A first-of-its kind study that examines the link between a plant-based diet and addiction recovery will launch in November at Infinite Recovery, a drug and alcohol rehabilitation center in Austin, TX . The study will be led by a team of experts and funded by the non-profit Plant-Based for Positive Change (PBPC). During the year-long study, approximately 100 male and female patients over the age of 18 will be divided into a control group (consuming the standard diet offered at the treatment center) and a plant-based, whole-foods group who will also be provided 60-minute wellness and nutrition education once per week. Researchers will monitor patients through their various stages of recovery using mental and physical health markers to determine recovery resilience.
At age 30, PBPC founder Adam Sud was addicted to drugs and fast food and, after a drug overdose during a suicide attempt, Sud checked into a rehabilitation facility where he was diagnosed with a host of illnesses and treated with prescription medication.

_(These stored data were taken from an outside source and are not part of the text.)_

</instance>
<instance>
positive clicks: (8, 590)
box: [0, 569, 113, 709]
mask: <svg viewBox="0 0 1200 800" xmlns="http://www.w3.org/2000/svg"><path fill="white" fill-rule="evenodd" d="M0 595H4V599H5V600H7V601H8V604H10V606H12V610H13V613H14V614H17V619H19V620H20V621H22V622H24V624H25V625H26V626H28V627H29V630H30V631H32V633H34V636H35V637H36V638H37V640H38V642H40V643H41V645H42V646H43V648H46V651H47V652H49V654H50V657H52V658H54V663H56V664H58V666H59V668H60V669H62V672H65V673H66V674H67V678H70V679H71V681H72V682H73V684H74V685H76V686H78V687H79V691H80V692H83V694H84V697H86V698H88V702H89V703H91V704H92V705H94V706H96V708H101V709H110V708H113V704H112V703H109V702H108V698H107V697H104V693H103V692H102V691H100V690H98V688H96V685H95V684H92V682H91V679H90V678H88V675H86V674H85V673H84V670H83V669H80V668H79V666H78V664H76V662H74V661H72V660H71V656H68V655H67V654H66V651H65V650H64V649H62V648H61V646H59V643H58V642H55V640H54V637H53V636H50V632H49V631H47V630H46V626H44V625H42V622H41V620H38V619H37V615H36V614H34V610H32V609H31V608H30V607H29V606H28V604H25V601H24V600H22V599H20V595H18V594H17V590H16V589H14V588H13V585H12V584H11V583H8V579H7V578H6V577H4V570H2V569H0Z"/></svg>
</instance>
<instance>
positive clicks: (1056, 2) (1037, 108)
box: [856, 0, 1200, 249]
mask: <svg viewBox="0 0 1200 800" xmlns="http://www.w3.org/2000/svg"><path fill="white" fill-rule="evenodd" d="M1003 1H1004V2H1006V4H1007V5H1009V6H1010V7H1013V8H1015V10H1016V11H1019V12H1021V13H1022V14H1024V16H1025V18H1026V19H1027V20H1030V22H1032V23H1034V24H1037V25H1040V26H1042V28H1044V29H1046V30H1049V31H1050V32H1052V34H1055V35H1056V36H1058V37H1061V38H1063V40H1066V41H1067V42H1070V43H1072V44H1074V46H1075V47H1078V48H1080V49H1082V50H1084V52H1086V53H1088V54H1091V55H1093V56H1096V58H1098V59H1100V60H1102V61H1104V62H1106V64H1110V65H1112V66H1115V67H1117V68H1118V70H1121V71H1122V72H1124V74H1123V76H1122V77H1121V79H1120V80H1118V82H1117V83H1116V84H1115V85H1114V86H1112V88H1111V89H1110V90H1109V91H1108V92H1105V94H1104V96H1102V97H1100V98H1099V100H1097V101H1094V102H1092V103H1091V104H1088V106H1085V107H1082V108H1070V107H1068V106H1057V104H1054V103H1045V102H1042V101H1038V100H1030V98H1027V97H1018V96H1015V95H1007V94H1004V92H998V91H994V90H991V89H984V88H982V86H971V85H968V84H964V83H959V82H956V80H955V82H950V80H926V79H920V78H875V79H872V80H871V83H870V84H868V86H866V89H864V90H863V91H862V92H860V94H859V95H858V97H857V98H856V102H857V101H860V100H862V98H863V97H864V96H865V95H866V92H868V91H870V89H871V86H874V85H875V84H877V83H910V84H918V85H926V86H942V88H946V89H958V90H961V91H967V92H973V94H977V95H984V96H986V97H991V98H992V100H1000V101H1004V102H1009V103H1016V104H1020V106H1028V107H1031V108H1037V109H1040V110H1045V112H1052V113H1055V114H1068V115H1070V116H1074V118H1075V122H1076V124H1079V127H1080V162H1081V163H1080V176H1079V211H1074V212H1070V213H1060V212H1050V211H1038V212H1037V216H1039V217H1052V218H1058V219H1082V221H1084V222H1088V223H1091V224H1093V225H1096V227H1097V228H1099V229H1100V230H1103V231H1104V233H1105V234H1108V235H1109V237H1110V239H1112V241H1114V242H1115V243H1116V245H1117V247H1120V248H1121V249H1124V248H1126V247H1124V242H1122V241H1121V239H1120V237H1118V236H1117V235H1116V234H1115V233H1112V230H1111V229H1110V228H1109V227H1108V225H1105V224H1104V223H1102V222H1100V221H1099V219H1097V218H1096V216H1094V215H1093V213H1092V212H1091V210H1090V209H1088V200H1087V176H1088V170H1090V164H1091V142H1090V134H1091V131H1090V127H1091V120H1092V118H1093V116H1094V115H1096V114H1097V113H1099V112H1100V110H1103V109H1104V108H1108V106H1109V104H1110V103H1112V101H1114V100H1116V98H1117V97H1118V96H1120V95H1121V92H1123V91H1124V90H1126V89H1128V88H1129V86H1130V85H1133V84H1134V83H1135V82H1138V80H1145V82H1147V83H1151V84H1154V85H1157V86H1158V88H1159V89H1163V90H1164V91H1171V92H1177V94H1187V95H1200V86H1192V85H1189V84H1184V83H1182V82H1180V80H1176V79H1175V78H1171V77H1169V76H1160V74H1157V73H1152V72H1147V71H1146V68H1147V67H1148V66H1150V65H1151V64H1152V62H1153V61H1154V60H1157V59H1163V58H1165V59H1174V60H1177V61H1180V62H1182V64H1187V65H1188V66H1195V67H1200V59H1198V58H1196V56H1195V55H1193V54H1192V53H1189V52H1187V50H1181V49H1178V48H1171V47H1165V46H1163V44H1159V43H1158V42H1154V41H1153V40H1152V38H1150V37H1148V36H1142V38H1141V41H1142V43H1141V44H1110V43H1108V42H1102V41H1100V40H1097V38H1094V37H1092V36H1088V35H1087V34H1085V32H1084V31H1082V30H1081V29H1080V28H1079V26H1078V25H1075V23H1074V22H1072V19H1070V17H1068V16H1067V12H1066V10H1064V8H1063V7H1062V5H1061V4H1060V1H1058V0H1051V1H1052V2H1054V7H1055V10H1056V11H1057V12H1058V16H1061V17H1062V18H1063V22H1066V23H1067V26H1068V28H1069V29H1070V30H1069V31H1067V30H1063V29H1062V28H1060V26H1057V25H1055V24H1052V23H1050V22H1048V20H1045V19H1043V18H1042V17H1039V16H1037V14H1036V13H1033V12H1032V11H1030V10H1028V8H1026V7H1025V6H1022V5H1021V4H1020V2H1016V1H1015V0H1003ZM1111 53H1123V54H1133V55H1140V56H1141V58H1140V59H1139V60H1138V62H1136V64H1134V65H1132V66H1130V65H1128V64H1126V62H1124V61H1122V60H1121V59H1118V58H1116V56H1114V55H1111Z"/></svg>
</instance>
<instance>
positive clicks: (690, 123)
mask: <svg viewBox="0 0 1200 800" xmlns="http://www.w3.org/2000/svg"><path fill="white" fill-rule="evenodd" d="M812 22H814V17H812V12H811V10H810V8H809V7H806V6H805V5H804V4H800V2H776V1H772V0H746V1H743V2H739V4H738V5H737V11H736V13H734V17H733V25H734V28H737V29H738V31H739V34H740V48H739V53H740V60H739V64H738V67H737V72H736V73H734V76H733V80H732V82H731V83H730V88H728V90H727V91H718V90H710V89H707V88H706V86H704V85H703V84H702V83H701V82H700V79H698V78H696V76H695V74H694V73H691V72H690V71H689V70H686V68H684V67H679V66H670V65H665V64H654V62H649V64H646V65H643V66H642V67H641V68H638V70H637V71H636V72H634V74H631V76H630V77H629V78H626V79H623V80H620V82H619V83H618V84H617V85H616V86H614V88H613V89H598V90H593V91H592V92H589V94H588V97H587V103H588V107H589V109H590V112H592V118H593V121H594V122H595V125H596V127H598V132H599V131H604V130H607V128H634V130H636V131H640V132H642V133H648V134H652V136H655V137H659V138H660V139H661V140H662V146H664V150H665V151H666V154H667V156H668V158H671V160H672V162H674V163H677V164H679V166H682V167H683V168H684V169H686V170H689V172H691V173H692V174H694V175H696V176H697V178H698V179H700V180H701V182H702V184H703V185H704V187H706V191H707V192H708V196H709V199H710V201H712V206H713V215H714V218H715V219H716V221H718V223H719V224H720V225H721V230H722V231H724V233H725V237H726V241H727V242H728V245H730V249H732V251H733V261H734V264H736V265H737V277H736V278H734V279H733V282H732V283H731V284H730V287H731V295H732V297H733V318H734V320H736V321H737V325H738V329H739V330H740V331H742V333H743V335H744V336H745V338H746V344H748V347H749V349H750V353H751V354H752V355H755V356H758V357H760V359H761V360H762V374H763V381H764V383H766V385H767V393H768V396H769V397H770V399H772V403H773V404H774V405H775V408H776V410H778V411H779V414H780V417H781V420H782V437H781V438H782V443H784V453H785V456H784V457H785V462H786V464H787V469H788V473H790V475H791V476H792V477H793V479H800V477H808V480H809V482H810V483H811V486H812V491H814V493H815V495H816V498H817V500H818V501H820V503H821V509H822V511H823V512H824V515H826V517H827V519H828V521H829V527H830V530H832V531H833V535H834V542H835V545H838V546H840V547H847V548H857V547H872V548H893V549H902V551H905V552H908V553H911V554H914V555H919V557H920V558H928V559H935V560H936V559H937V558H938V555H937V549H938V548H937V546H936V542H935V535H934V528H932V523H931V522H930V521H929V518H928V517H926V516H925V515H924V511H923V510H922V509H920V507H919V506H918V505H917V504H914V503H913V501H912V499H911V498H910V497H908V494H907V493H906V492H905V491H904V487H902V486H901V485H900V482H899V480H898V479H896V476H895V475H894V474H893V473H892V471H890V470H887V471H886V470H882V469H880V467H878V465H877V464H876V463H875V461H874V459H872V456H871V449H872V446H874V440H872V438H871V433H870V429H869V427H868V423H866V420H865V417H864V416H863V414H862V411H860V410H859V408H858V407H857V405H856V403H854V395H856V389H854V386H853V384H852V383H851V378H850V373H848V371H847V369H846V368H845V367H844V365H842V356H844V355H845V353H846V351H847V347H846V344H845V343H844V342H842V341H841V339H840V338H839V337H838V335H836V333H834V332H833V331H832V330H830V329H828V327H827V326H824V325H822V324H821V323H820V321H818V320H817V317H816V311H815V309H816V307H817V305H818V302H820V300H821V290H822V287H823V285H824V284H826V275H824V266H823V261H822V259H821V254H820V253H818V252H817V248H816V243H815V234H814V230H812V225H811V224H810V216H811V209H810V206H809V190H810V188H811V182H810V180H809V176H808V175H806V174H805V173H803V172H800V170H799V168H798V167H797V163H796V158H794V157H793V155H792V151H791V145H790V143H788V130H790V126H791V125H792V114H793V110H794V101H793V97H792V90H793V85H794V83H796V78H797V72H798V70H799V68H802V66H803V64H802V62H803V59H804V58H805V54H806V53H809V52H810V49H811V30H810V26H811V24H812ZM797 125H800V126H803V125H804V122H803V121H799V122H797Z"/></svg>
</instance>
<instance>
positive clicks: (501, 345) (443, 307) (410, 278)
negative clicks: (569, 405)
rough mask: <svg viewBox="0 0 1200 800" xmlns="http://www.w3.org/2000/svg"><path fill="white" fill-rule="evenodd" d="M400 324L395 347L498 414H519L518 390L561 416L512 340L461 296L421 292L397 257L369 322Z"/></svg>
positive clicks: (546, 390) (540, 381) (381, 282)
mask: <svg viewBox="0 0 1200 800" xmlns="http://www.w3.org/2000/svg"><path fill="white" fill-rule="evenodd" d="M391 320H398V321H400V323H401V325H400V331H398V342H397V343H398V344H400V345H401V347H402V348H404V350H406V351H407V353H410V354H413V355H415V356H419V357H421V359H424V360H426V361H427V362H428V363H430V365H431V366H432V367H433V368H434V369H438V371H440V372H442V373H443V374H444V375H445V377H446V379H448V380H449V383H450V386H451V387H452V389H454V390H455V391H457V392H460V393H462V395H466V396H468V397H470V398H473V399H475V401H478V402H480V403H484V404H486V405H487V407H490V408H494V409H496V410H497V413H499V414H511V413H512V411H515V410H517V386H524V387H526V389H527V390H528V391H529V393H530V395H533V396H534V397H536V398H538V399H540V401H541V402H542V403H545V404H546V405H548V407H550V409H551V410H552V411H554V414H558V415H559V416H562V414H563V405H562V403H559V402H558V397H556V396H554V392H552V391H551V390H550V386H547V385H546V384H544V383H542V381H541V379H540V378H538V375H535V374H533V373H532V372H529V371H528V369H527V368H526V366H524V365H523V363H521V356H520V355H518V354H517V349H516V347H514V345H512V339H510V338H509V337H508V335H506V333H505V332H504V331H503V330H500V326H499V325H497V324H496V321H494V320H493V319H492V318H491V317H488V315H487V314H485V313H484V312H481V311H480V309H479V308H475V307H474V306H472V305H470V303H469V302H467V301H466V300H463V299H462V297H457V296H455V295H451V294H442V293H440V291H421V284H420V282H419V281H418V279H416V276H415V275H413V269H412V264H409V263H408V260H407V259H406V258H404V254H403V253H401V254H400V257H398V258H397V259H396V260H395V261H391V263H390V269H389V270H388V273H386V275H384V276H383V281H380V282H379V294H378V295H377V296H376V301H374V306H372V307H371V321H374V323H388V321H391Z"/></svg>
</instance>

While in recovery, Sud adopted a plant-based diet after learning about its benefits from several advocates. “As I was going through recovery and adopting a plant-based diet, I was able to not only achieve sobriety but also reverse heart disease, diabetes, erectile dysfunction, and come off of all my psychiatric medication within one year,” Sud told VegNews. “It allowed me the opportunity to create an environment for positive change through daily acts of self-care that helped me build a foundation of self-love focusing more on what mattered to me rather than what was the matter with me.” In order to better understand the impact of the plant-based diet on recovery from a scientific perspective, Sud recruited a team to launch the study.
“I foresee this study making a huge impact in the way that we view addiction recovery in general,” Sud said. “A lot of times food is used as a coping mechanism to deal with the stress of no longer using. Most of the time those food choices are destructive to overall health. What I am hoping that this study will show is that nutrition actually plays a huge role in the mediating factors of recovery: depression, anxiety, self-compassion, and resiliency. Those are the factors for which a foundation for recovery can be built upon.”

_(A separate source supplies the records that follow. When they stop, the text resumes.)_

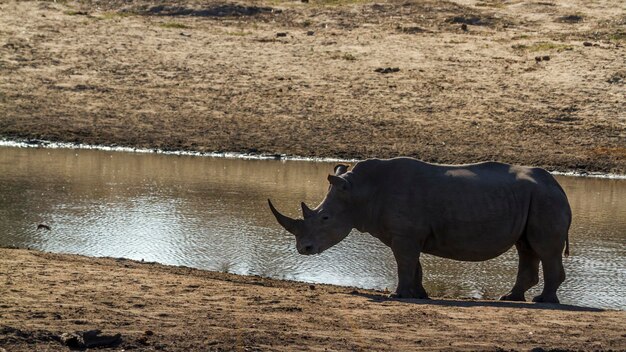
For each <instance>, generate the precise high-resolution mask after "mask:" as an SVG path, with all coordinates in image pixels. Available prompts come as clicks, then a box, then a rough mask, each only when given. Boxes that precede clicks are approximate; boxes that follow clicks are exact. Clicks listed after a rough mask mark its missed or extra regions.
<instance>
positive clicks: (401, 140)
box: [0, 0, 626, 174]
mask: <svg viewBox="0 0 626 352" xmlns="http://www.w3.org/2000/svg"><path fill="white" fill-rule="evenodd" d="M0 24H1V25H0V137H5V138H12V139H16V138H25V139H46V140H53V141H70V142H72V141H75V142H83V143H92V144H106V145H124V146H136V147H146V148H163V149H170V150H171V149H180V150H183V149H184V150H198V151H235V152H252V153H281V154H282V153H284V154H289V155H300V156H325V157H329V156H336V157H344V158H353V157H356V158H366V157H391V156H398V155H408V156H415V157H418V158H421V159H423V160H426V161H433V162H440V163H465V162H475V161H480V160H494V159H495V160H501V161H507V162H512V163H520V164H528V165H536V166H543V167H546V168H548V169H551V170H579V171H603V172H613V173H622V174H623V173H626V97H625V93H624V92H625V91H626V90H625V87H624V84H625V81H626V62H625V60H624V58H625V57H626V49H625V47H624V45H625V43H626V29H625V27H626V9H625V7H624V3H623V2H622V1H608V0H594V1H591V0H574V1H556V0H549V1H520V0H507V1H501V0H481V1H473V0H458V1H439V0H436V1H435V0H420V1H415V0H379V1H364V0H310V1H309V2H302V1H295V0H293V1H292V0H289V1H288V0H272V1H271V0H267V1H246V0H242V1H239V2H230V1H228V2H227V1H216V0H203V1H199V0H198V1H196V0H154V1H147V0H131V1H122V0H119V1H116V0H111V1H106V0H105V1H95V0H94V1H89V0H84V1H77V2H72V1H65V0H57V1H7V0H0ZM381 71H382V72H381Z"/></svg>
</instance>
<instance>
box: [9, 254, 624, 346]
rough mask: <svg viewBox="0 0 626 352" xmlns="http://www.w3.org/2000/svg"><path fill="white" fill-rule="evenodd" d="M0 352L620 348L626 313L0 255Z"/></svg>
mask: <svg viewBox="0 0 626 352" xmlns="http://www.w3.org/2000/svg"><path fill="white" fill-rule="evenodd" d="M0 280H1V282H0V297H1V298H2V299H1V301H0V308H1V309H0V351H5V350H6V351H59V350H66V349H67V347H65V346H64V345H62V343H61V342H60V340H61V337H60V336H62V335H63V333H76V332H80V331H85V330H93V329H100V330H102V334H104V335H115V334H121V340H118V341H117V345H115V346H113V348H114V349H116V350H122V349H123V350H133V349H134V350H165V351H199V350H202V351H204V350H228V351H231V350H238V351H256V350H263V351H265V350H275V351H292V350H314V351H326V350H331V351H348V350H350V351H361V350H365V351H411V350H423V351H433V350H447V351H458V350H466V351H478V350H480V351H510V350H515V351H519V350H522V351H524V350H526V351H528V350H533V351H570V350H572V351H598V350H614V351H623V350H626V333H625V332H626V312H624V311H604V310H600V309H593V308H583V307H575V306H565V305H549V304H532V303H509V302H497V301H473V300H447V299H446V300H439V299H434V300H427V301H423V300H392V299H388V298H386V297H387V296H386V295H384V293H382V292H375V291H368V290H362V289H353V288H346V287H338V286H329V285H310V284H306V283H298V282H289V281H280V280H271V279H266V278H260V277H252V276H248V277H246V276H237V275H231V274H223V273H216V272H207V271H202V270H196V269H191V268H185V267H168V266H164V265H160V264H154V263H141V262H134V261H130V260H123V259H111V258H88V257H82V256H76V255H62V254H49V253H42V252H37V251H29V250H23V249H6V248H5V249H0Z"/></svg>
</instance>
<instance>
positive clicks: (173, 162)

Until now, rehabilitation centers have not focused on diet as part of recovery, instead prioritizing the removal of substances such as drugs and alcohol from a person’s system without addressing the underlying components that lead patients to substance abuse. “Not only has a study never explored the potential association between nutrition and resilience in recovery, but no study has ever used a plant-based diet,” Sud said, “which we anticipate will promote enhanced physical and mental health outcomes due to its high nutrient-density.”

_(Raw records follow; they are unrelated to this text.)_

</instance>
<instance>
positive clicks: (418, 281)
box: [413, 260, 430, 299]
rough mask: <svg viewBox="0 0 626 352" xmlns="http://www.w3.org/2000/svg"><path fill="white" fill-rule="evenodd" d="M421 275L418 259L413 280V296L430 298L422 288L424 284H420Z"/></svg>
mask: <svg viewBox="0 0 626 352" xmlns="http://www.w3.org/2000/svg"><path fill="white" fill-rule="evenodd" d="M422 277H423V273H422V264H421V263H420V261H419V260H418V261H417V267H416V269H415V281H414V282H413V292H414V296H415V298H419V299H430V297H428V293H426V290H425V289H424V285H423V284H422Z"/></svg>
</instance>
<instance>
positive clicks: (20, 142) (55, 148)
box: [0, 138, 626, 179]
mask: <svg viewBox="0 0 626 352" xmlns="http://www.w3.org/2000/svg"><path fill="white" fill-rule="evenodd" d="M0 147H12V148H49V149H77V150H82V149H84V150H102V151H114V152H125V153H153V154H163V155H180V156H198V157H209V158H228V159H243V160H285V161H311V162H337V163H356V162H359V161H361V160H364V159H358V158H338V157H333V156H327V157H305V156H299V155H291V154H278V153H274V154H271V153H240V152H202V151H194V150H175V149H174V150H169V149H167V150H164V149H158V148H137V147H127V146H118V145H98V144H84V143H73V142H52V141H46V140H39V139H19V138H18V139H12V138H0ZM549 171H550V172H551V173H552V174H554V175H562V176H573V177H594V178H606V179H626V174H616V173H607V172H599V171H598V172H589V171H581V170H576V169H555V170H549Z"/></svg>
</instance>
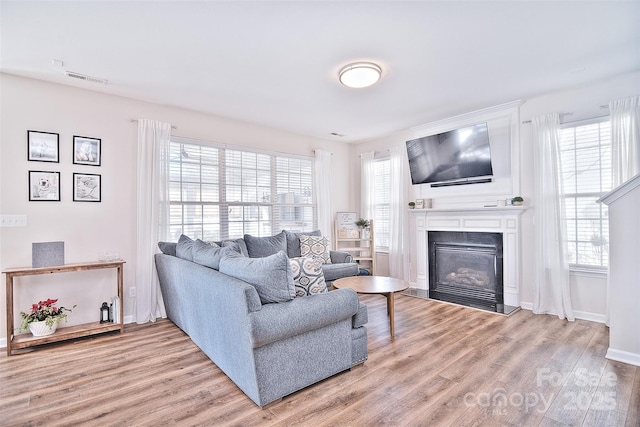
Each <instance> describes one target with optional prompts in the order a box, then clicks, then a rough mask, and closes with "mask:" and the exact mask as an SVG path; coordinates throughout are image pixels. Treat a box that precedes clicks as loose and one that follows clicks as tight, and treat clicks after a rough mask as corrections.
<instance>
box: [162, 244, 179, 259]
mask: <svg viewBox="0 0 640 427" xmlns="http://www.w3.org/2000/svg"><path fill="white" fill-rule="evenodd" d="M177 246H178V244H177V243H176V242H158V248H159V249H160V252H162V253H163V254H165V255H171V256H176V247H177Z"/></svg>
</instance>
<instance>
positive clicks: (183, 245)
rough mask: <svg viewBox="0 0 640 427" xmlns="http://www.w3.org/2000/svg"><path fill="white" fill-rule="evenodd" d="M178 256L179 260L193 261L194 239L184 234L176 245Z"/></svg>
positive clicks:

Along with publishing their findings in scientific journals, the research team aim to use their findings to establish guidelines and recommendations for treating addiction recovery from a standpoint that emphasizes diet and other health factors. “We have been treating addiction from a dependency model without really looking at how to do the real inner work that creates long-term recovery,” Sud said. “My problem has never been drugs. Drugs were my solution to not knowing how to live with myself and love myself.”